Ischemia/reperfusion (I/R) injury after revascularization contributes ∼50% of infarct size and causes heart failure, for which no established clinical treatment exists. β-hydroxybutyrate (β-OHB), which serves as both an energy source and a signaling molecule, has recently been reported to be cardioprotective when administered immediately before I/R and continuously after reperfusion. This study aims to determine whether administering β-OHB at the time of reperfusion with a single dose can alleviate I/R injury and, if so, to define the mechanisms involved. We found plasma β-OHB levels were elevated during ischemia in STEMI patients, albeit not to myocardial protection level, and decreased after revascularization. In mice, compared with normal saline, β-OHB administrated at reperfusion reduced infarct size (by 50%) and preserved cardiac function, as well as activated autophagy and preserved mtDNA levels in the border zone. Our treatment with one dose β-OHB reached a level achievable with fasting and strenuous physical activity. In neonatal rat ventricular myocytes (NRVMs) subjected to I/R, β-OHB at physiologic level reduced cell death, increased autophagy, preserved mitochondrial mass, function, and membrane potential, in addition to attenuating reactive oxygen species (ROS) levels. ATG7 knockdown/knockout abolished the protective effects of β-OHB observed both in vitro and in vivo. Mechanistically, β-OHB's cardioprotective effects were associated with inhibition of mTOR signaling. In conclusion, β-OHB, when administered at reperfusion, reduces infarct size and maintains mitochondrial homeostasis by increasing autophagic flux (potentially through mTOR inhibition). Since β-OHB has been safely tested in heart failure patients, it may be a viable therapeutic to reduce infarct size in STEMI patients.

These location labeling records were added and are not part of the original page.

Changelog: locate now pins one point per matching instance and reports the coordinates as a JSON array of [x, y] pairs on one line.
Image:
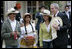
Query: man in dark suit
[[68, 15], [61, 40]]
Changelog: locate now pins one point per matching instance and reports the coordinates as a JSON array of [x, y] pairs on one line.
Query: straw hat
[[27, 14], [46, 12], [12, 10], [57, 20]]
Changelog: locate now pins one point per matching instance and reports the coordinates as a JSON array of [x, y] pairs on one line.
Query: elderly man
[[11, 29], [61, 40]]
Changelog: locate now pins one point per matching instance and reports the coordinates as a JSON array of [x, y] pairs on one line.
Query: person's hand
[[56, 26]]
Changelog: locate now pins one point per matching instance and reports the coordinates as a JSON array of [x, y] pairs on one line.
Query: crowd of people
[[51, 29]]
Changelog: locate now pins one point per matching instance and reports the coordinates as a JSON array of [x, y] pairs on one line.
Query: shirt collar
[[56, 13], [12, 21]]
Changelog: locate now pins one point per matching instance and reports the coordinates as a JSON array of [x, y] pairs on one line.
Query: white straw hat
[[12, 10], [46, 12]]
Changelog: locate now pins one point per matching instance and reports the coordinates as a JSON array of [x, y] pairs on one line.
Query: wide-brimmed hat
[[12, 10], [46, 12], [27, 14]]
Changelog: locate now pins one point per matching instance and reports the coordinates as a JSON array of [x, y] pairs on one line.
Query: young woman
[[45, 34], [28, 34]]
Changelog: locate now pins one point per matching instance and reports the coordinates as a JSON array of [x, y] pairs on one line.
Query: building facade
[[31, 6]]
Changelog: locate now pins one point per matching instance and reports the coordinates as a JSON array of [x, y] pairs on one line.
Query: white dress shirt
[[29, 32], [67, 13], [48, 30], [13, 24]]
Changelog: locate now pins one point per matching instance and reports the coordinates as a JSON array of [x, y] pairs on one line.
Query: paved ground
[[3, 46]]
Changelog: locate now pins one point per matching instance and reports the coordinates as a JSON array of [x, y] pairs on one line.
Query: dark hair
[[29, 23], [25, 18], [66, 6], [42, 7], [48, 19]]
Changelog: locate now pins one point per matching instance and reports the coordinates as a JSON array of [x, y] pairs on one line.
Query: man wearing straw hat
[[11, 29], [61, 40]]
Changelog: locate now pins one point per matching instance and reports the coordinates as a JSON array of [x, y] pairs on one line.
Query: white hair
[[55, 5]]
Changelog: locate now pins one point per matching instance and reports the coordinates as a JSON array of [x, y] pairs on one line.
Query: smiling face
[[27, 18], [45, 17], [12, 16], [53, 9]]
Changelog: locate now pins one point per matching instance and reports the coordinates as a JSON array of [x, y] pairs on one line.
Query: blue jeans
[[47, 44]]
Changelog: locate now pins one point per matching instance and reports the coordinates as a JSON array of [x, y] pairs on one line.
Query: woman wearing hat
[[18, 7], [28, 37], [11, 29], [45, 34]]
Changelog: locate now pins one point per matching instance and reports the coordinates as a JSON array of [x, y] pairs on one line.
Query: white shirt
[[48, 30], [29, 31], [67, 13], [57, 13], [13, 24]]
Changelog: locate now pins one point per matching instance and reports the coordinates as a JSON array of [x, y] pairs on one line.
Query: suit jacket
[[62, 33], [6, 33]]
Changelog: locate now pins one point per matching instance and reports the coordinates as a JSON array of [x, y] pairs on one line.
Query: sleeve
[[40, 36], [4, 34], [22, 33], [65, 23], [19, 30]]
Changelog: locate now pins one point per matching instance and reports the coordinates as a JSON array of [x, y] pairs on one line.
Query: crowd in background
[[20, 32]]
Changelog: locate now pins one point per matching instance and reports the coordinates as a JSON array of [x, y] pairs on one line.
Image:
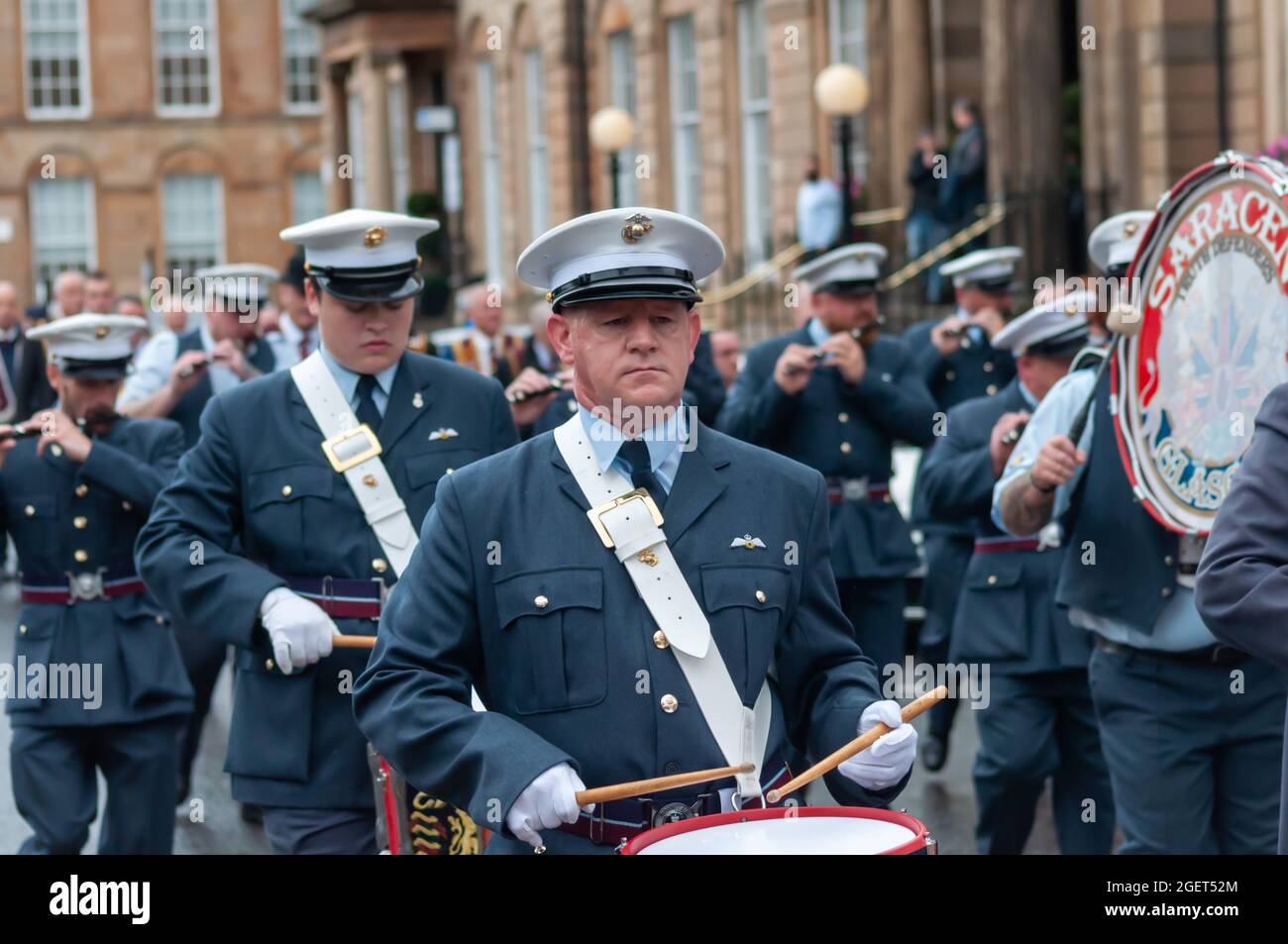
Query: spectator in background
[[297, 331], [966, 184], [922, 228], [818, 211], [98, 292], [24, 386], [68, 299], [725, 351]]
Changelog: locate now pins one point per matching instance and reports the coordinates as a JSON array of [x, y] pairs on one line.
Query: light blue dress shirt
[[348, 381], [665, 445], [1179, 626]]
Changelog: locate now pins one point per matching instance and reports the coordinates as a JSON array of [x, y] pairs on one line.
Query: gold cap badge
[[638, 226]]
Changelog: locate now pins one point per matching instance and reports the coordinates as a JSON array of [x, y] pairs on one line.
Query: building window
[[300, 47], [56, 58], [489, 154], [399, 157], [621, 93], [686, 117], [539, 156], [357, 168], [754, 91], [192, 222], [62, 228], [848, 42], [308, 197], [187, 56]]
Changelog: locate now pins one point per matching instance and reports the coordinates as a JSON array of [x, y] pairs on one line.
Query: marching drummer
[[835, 395], [1193, 756], [1039, 721], [618, 588], [73, 497], [296, 511], [957, 361]]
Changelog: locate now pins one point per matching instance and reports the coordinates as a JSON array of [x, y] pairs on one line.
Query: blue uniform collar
[[662, 441], [348, 380]]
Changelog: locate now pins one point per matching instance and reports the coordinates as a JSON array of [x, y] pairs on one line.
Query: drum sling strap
[[353, 451], [629, 523]]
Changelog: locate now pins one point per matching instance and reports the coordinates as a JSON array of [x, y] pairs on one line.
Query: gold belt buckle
[[639, 493], [343, 465]]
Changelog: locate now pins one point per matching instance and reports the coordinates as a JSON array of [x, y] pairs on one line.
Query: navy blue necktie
[[634, 454], [368, 411]]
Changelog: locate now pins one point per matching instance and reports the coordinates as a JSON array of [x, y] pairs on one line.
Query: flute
[[82, 423], [520, 395]]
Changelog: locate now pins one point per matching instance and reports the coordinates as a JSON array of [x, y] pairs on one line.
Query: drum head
[[1210, 284], [787, 831]]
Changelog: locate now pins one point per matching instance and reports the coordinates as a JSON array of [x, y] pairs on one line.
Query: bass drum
[[790, 831], [410, 822], [1210, 283]]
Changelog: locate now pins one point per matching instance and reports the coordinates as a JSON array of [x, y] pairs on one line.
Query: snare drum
[[790, 831]]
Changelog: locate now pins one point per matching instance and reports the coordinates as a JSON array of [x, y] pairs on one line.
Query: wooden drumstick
[[340, 642], [861, 743], [621, 790]]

血运重建后的缺血/再灌注 (I/R) 损伤占梗死面积的 50%，并导致心力衰竭，目前尚无成熟的临床治疗方法。β-羟基丁酸 (β-OHB) 既可作为能量来源，又可作为信号分子，最近有报道称，在 I/R 之前和再灌注后持续给药时，具有心脏保护作用。本研究旨在确定再灌注时单剂量施用 β-OHB 是否可以减轻 I/R 损伤，如果可以，则明确其相关机制。我们发现STEMI患者缺血期间血浆β-OHB水平升高，尽管未​​达到心肌保护水平，但在血运重建后血浆β-OHB水平降低。在小鼠中，与生理盐水相比，再灌注时给予 β-OHB 可以减少梗塞面积（减少 50%），保留心脏功能，并激活自噬并保留边界区的 mtDNA 水平。我们用一剂 β-OHB 进行的治疗达到了禁食和剧烈体力活动可达到的水平。在遭受 I/R 的新生大鼠心室肌细胞 (NRVM) 中，生理水平的 β-OHB 除了降低活性氧 (ROS) 水平外，还可以减少细胞死亡，增加自噬，保留线粒体质量、功能和膜电位。ATG7 敲低/敲除消除了在体外和体内观察到的 β-OHB 的保护作用。从机制上讲，β-OHB 的心脏保护作用与mTOR 信号传导的抑制有关。总之，再灌注时给予 β-OHB 可以减少梗死面积，并通过增加自噬通量（可能通过 mTOR 抑制）维持线粒体稳态。由于 β-OHB 已在心力衰竭患者中进行了安全测试，因此它可能是减少 STEMI 患者梗塞面积的可行治疗方法。